Point 1 is not quite correct: Unifi APs are perfectly capable of having their management on a VLAN, there is a setting for that in the Unifi controller - I use it, so I know that to be working. It is difficult however, to set this. You first have to adopt the AP, then change the management VLAN and afterwards move the controller to that VLAN.
Thus, for most people, it is best to leave the management LAN untagged. This makes it easier to add additional APs or switches later on. However, it is more secure to have the untagged LAN unused in case someone just unplugs an AP (which has to be on a trunked port in order to support multiple separate WLANs) and is then on the management LAN. With a tagged management VLAN, he has to jump another hurdle.
Thank you for clarification, Meyergru
However like you said - it requires a trick to get it done anyway. And even if it works - it is kind of non standard solution. Not saying it's bad. It just needs some expertise in the area and time to test it out.
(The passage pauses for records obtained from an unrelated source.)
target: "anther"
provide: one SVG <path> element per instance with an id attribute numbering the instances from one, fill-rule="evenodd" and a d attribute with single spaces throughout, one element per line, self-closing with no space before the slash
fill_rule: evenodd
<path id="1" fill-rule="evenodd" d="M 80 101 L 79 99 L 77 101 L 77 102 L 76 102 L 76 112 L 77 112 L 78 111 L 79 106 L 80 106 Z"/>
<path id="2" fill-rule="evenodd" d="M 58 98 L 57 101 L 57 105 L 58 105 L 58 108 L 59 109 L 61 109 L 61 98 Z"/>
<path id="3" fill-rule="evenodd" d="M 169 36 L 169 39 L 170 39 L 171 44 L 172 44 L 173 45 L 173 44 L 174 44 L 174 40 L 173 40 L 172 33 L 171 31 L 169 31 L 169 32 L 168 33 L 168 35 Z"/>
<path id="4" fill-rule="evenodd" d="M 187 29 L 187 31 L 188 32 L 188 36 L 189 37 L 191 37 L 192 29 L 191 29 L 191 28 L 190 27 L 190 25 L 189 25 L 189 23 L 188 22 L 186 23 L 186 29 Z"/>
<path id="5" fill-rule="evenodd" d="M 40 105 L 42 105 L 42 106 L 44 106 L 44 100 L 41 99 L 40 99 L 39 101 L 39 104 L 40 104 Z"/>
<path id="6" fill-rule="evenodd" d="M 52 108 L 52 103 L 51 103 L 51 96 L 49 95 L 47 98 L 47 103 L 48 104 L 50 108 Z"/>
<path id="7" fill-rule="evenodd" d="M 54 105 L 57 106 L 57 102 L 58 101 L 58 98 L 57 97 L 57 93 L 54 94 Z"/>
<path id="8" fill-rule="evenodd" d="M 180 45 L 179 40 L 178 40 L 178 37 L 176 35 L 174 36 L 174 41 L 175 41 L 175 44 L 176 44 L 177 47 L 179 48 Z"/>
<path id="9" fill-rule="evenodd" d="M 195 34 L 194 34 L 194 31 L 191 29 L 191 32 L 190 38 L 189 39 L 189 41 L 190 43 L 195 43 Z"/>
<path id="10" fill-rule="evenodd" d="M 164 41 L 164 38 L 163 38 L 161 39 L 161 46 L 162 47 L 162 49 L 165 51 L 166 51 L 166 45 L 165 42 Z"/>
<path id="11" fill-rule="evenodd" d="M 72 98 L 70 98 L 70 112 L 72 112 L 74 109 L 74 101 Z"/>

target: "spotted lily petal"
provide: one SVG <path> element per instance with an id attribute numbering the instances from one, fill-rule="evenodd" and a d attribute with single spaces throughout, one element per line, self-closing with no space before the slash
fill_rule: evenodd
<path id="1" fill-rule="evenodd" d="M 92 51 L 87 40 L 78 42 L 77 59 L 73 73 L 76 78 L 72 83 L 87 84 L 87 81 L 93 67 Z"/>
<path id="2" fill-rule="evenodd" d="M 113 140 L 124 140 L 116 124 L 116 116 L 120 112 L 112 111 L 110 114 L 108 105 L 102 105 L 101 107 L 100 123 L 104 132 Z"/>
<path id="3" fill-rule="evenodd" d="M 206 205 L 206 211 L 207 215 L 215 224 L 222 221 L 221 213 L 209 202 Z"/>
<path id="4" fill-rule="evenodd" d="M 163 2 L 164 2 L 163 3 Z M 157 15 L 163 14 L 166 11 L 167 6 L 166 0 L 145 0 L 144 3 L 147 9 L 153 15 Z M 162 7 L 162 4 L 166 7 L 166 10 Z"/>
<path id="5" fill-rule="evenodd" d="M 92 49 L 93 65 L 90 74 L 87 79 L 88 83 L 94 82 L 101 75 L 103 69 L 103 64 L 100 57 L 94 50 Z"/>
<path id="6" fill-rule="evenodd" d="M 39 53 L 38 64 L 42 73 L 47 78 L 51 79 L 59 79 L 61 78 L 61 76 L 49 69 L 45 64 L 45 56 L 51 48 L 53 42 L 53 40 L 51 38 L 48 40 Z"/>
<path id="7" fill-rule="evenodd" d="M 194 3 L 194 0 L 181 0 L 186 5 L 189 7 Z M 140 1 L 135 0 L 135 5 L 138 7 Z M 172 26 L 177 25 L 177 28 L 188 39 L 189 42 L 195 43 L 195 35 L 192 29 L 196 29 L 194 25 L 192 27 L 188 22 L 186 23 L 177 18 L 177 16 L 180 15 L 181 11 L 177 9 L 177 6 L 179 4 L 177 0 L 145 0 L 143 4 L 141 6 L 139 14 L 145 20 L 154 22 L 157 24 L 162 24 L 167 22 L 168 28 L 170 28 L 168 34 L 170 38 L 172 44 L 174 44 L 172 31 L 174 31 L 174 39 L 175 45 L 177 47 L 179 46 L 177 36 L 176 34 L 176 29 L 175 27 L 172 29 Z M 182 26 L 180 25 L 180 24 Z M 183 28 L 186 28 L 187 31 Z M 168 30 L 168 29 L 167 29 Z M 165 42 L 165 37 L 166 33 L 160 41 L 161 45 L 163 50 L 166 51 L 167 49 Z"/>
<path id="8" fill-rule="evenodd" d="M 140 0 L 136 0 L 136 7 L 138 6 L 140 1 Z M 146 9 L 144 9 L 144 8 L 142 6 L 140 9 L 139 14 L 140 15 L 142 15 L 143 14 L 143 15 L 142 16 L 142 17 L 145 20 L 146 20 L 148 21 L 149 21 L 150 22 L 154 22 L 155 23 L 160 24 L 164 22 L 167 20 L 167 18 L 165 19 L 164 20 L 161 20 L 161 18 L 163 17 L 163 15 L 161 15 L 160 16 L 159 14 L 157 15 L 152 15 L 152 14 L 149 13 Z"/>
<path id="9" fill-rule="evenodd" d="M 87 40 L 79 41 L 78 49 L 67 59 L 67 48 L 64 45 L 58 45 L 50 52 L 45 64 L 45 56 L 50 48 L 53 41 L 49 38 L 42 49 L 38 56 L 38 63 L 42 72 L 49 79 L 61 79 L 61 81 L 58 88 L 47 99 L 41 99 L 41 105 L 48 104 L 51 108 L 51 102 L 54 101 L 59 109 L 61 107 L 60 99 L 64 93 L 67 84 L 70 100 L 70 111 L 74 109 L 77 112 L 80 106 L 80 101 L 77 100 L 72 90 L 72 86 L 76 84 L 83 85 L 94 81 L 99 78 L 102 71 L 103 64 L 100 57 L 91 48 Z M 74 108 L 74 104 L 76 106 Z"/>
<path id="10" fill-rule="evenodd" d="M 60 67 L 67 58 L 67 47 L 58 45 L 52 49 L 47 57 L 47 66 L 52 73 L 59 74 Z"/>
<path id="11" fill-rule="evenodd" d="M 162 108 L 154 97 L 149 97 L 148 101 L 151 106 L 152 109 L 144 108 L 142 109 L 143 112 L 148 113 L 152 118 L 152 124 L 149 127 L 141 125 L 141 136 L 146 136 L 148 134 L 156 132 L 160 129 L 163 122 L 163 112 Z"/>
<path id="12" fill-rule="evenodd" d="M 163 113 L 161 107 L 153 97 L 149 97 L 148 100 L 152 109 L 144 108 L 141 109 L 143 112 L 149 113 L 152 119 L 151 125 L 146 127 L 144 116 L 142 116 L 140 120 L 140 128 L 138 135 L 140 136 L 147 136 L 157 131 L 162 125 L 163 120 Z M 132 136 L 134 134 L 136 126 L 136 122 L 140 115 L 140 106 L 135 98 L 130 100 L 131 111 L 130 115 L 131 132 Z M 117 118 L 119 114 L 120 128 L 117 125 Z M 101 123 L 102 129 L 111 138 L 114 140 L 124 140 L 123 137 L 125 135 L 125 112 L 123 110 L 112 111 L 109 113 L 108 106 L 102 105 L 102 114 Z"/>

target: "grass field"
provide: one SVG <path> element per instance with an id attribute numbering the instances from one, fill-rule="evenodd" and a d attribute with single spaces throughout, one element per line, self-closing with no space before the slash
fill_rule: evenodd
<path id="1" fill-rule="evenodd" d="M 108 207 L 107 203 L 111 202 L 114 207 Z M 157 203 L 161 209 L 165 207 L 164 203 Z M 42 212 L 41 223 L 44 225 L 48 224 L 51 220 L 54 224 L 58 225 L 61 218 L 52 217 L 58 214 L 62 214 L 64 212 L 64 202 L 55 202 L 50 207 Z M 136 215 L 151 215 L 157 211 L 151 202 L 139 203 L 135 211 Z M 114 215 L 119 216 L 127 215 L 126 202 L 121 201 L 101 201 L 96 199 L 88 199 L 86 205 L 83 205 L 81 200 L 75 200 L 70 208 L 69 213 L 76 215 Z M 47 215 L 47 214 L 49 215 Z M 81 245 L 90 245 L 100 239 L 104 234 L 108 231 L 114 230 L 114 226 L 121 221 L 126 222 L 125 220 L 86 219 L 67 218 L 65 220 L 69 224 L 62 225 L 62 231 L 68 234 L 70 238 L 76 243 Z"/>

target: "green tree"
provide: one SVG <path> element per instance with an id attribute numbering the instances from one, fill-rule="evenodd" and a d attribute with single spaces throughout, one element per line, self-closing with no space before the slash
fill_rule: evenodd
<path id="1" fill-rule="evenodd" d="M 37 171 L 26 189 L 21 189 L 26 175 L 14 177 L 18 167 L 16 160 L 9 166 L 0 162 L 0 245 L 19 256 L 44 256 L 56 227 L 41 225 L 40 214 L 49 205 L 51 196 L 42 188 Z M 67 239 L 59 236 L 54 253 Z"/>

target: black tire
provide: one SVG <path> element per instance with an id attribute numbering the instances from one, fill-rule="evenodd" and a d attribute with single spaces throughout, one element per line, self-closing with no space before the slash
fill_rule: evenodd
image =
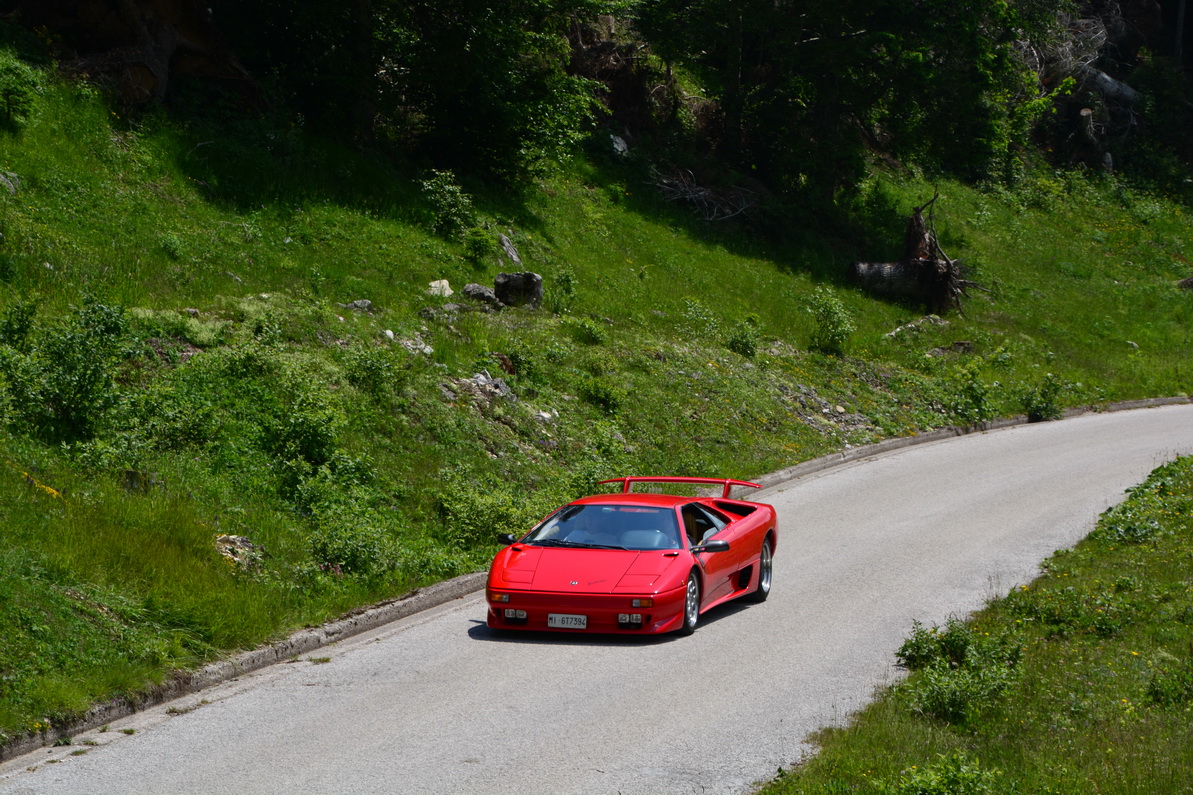
<path id="1" fill-rule="evenodd" d="M 696 622 L 700 620 L 700 580 L 696 572 L 687 575 L 687 593 L 684 597 L 684 623 L 679 635 L 691 635 L 696 631 Z"/>
<path id="2" fill-rule="evenodd" d="M 771 554 L 771 538 L 762 541 L 762 551 L 758 556 L 758 587 L 749 594 L 750 602 L 766 602 L 771 596 L 771 574 L 774 571 L 774 557 Z"/>

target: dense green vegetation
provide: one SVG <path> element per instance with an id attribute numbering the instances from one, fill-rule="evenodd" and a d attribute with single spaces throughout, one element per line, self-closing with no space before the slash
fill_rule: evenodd
<path id="1" fill-rule="evenodd" d="M 774 82 L 791 42 L 764 33 L 795 29 L 773 18 L 743 27 L 735 55 L 691 27 L 699 11 L 734 29 L 731 4 L 644 5 L 657 51 L 614 20 L 607 51 L 644 54 L 601 106 L 625 123 L 637 90 L 665 99 L 619 155 L 610 131 L 624 130 L 585 127 L 616 81 L 593 82 L 583 48 L 569 68 L 563 37 L 601 8 L 525 4 L 533 24 L 474 24 L 481 10 L 458 5 L 376 2 L 372 47 L 346 50 L 336 25 L 360 17 L 274 30 L 271 4 L 241 4 L 243 30 L 265 33 L 243 57 L 278 94 L 255 113 L 181 76 L 169 109 L 130 106 L 54 70 L 67 33 L 2 27 L 0 739 L 476 571 L 496 534 L 600 477 L 749 477 L 942 425 L 1188 393 L 1179 147 L 1135 174 L 1053 170 L 1026 148 L 1047 104 L 1007 87 L 1027 73 L 994 11 L 938 4 L 916 51 L 892 43 L 919 41 L 897 36 L 913 20 L 876 12 L 889 47 L 870 41 L 878 62 L 834 93 L 828 72 Z M 808 5 L 811 38 L 835 18 Z M 447 41 L 477 54 L 456 81 L 432 57 Z M 946 80 L 977 50 L 982 80 Z M 322 82 L 361 64 L 377 78 L 384 53 L 408 63 L 364 95 Z M 754 82 L 727 79 L 743 54 Z M 923 94 L 889 130 L 897 165 L 858 124 L 889 128 L 883 98 L 926 74 L 938 99 L 975 88 L 969 118 L 993 137 L 958 159 L 969 134 L 927 135 Z M 705 88 L 716 101 L 694 99 Z M 462 113 L 465 100 L 488 111 Z M 333 134 L 345 118 L 370 121 Z M 780 147 L 823 124 L 827 148 Z M 704 221 L 660 191 L 674 162 L 762 201 Z M 905 216 L 938 189 L 941 242 L 984 288 L 941 322 L 843 278 L 854 259 L 898 257 Z M 540 308 L 427 291 L 511 270 L 543 276 Z"/>
<path id="2" fill-rule="evenodd" d="M 915 627 L 911 670 L 764 793 L 1180 793 L 1193 779 L 1193 458 L 1036 583 Z"/>

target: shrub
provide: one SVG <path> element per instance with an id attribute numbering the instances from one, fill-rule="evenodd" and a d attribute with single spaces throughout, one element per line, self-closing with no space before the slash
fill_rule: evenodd
<path id="1" fill-rule="evenodd" d="M 390 350 L 372 345 L 354 345 L 345 353 L 348 383 L 379 398 L 400 381 L 401 370 Z"/>
<path id="2" fill-rule="evenodd" d="M 754 355 L 758 352 L 758 316 L 750 315 L 746 320 L 741 321 L 734 326 L 733 332 L 729 334 L 729 339 L 725 341 L 725 347 L 728 347 L 734 353 L 744 356 L 747 359 L 753 359 Z"/>
<path id="3" fill-rule="evenodd" d="M 310 537 L 315 563 L 328 573 L 365 577 L 392 568 L 392 542 L 372 519 L 351 501 L 321 510 Z"/>
<path id="4" fill-rule="evenodd" d="M 696 298 L 684 298 L 680 332 L 685 337 L 719 337 L 721 320 Z"/>
<path id="5" fill-rule="evenodd" d="M 563 327 L 571 339 L 583 345 L 604 345 L 608 337 L 604 328 L 588 318 L 565 318 Z"/>
<path id="6" fill-rule="evenodd" d="M 808 312 L 816 321 L 811 347 L 822 353 L 841 356 L 855 326 L 841 300 L 827 286 L 818 286 L 808 301 Z"/>
<path id="7" fill-rule="evenodd" d="M 947 377 L 945 411 L 958 425 L 977 425 L 994 419 L 996 413 L 990 393 L 999 382 L 988 384 L 982 380 L 978 362 L 958 365 Z"/>
<path id="8" fill-rule="evenodd" d="M 551 279 L 551 289 L 546 290 L 548 308 L 561 315 L 565 313 L 576 298 L 576 275 L 564 269 Z"/>
<path id="9" fill-rule="evenodd" d="M 883 782 L 878 791 L 883 795 L 985 795 L 1005 793 L 1002 772 L 983 770 L 977 760 L 970 762 L 964 754 L 941 756 L 935 764 L 922 770 L 903 771 L 895 782 Z"/>
<path id="10" fill-rule="evenodd" d="M 20 129 L 42 92 L 42 73 L 10 50 L 0 50 L 0 127 Z"/>
<path id="11" fill-rule="evenodd" d="M 437 234 L 453 236 L 475 223 L 472 199 L 456 181 L 451 171 L 432 171 L 422 180 L 422 196 L 431 210 L 431 228 Z"/>
<path id="12" fill-rule="evenodd" d="M 1038 384 L 1024 389 L 1020 402 L 1027 419 L 1032 423 L 1061 419 L 1064 408 L 1061 406 L 1059 398 L 1065 388 L 1063 378 L 1046 372 Z"/>
<path id="13" fill-rule="evenodd" d="M 586 378 L 580 384 L 580 396 L 585 402 L 595 406 L 606 414 L 616 414 L 625 400 L 620 389 L 599 376 Z"/>
<path id="14" fill-rule="evenodd" d="M 911 709 L 950 723 L 968 723 L 1014 682 L 1022 647 L 1005 635 L 978 635 L 951 618 L 945 631 L 915 622 L 896 655 L 919 671 L 903 685 Z"/>
<path id="15" fill-rule="evenodd" d="M 480 265 L 486 259 L 497 255 L 500 247 L 493 233 L 483 227 L 472 227 L 464 233 L 464 255 L 470 263 Z"/>
<path id="16" fill-rule="evenodd" d="M 1193 649 L 1187 659 L 1152 671 L 1148 697 L 1161 707 L 1193 702 Z"/>
<path id="17" fill-rule="evenodd" d="M 13 412 L 47 440 L 92 438 L 119 400 L 115 374 L 124 328 L 123 308 L 88 301 L 42 331 L 27 352 L 0 351 Z"/>
<path id="18" fill-rule="evenodd" d="M 301 457 L 319 466 L 330 460 L 345 418 L 316 384 L 291 377 L 268 420 L 266 438 L 282 458 Z"/>
<path id="19" fill-rule="evenodd" d="M 29 335 L 33 331 L 37 302 L 18 300 L 5 307 L 0 315 L 0 345 L 26 350 Z"/>
<path id="20" fill-rule="evenodd" d="M 550 510 L 543 495 L 527 498 L 515 483 L 477 475 L 464 468 L 444 470 L 439 513 L 449 546 L 457 549 L 488 548 L 497 535 L 521 535 Z"/>

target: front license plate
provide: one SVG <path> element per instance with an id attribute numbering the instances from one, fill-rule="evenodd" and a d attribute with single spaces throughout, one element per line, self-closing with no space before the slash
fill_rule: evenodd
<path id="1" fill-rule="evenodd" d="M 546 614 L 546 625 L 557 629 L 588 629 L 588 616 L 569 616 L 562 612 Z"/>

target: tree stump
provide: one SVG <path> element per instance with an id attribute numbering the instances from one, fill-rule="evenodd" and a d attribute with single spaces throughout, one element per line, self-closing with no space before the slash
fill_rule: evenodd
<path id="1" fill-rule="evenodd" d="M 932 201 L 917 207 L 907 221 L 903 235 L 903 258 L 894 263 L 854 263 L 849 278 L 861 289 L 874 295 L 923 303 L 928 312 L 944 314 L 947 309 L 962 309 L 962 298 L 975 282 L 965 278 L 960 260 L 951 259 L 940 248 L 932 216 L 923 211 Z"/>

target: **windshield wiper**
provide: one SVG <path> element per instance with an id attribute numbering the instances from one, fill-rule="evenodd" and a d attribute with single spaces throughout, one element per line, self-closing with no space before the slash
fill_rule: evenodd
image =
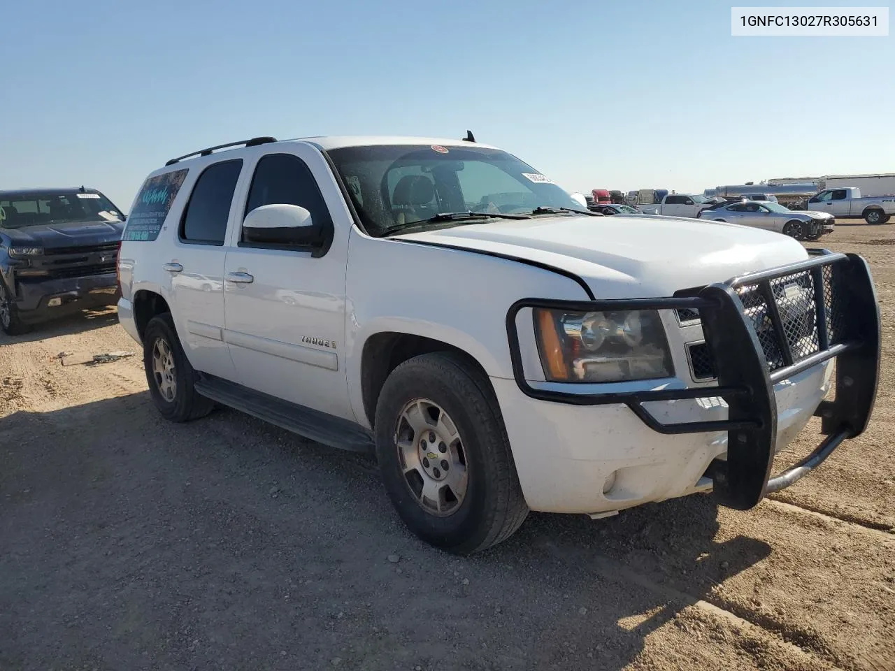
<path id="1" fill-rule="evenodd" d="M 576 215 L 587 215 L 588 217 L 602 217 L 599 212 L 592 212 L 589 209 L 575 209 L 575 208 L 560 208 L 558 206 L 549 205 L 546 208 L 539 205 L 532 210 L 533 215 L 555 215 L 557 212 L 575 212 Z"/>
<path id="2" fill-rule="evenodd" d="M 381 236 L 390 235 L 393 233 L 397 233 L 398 231 L 403 231 L 406 228 L 416 228 L 423 224 L 437 224 L 442 221 L 468 221 L 469 219 L 530 219 L 532 218 L 528 215 L 507 215 L 503 212 L 473 212 L 472 210 L 468 212 L 439 212 L 434 217 L 430 217 L 428 219 L 420 219 L 419 221 L 411 221 L 406 224 L 396 224 L 394 226 L 388 226 L 385 231 L 382 232 Z"/>

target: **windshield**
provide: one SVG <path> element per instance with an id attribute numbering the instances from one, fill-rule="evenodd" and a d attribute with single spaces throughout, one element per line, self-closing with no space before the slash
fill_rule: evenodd
<path id="1" fill-rule="evenodd" d="M 771 201 L 768 201 L 766 203 L 762 203 L 762 207 L 767 208 L 771 212 L 791 212 L 792 211 L 788 208 L 784 208 L 782 205 L 780 205 L 778 203 L 772 203 Z"/>
<path id="2" fill-rule="evenodd" d="M 395 226 L 447 212 L 584 209 L 548 177 L 498 149 L 474 145 L 387 145 L 346 147 L 328 153 L 371 235 L 383 235 Z"/>
<path id="3" fill-rule="evenodd" d="M 95 191 L 4 191 L 0 195 L 3 228 L 124 219 L 124 215 L 106 196 Z"/>

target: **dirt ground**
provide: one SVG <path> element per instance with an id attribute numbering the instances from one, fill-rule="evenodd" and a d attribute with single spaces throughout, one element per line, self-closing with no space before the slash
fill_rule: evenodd
<path id="1" fill-rule="evenodd" d="M 883 360 L 870 429 L 816 472 L 747 513 L 532 514 L 466 559 L 363 457 L 160 420 L 114 310 L 0 336 L 0 669 L 895 669 L 893 243 L 823 241 L 871 262 Z"/>

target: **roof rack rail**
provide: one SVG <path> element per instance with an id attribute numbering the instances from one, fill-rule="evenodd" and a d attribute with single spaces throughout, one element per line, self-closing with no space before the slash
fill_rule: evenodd
<path id="1" fill-rule="evenodd" d="M 219 144 L 217 147 L 209 147 L 207 149 L 200 149 L 199 151 L 193 151 L 189 154 L 183 154 L 183 156 L 179 156 L 176 158 L 172 158 L 170 161 L 166 163 L 166 166 L 173 166 L 175 163 L 183 161 L 184 158 L 189 158 L 194 156 L 210 156 L 211 152 L 217 149 L 225 149 L 228 147 L 257 147 L 260 144 L 267 144 L 268 142 L 276 142 L 277 138 L 271 137 L 260 137 L 252 138 L 251 140 L 241 140 L 238 142 L 227 142 L 226 144 Z"/>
I'm happy though that you left a comment explaining this. Thank you once again! :)
Where i`ve got stuck in that specific solution is, what`s the purpose of the TRUNK going to Cisco ?
As I unterstand, the VLANs 110 and 100 are going to the Unify only or does the Cisco also know something about them ?
Or does the Cisco only connect the management LAN ?
Sorry, but that`s were i`ve ended for now. For any help I will be very happy.
Thank you also for the very helpful post and solution :-)
Usually, you would connect switches to your APs and routers as trunk in order to have all VLANs available on these devices. Imagine you wanted to use one of the VLANs on some ethernet ports, too.
In order to do this, you would normally have a 1:1 mapping of WiFi SSIDs to VLANs, such that the physical connection becomes irrelevant.
The network diagram above is a little special in that it shows two LAN interfaces, which could be replace by only one if the AP was connected to the switch. And in that case, you would have what I described.
Such as it is, the two LAN ports are obviously configured as one bridge device. I would avoid this for simplicity reasons.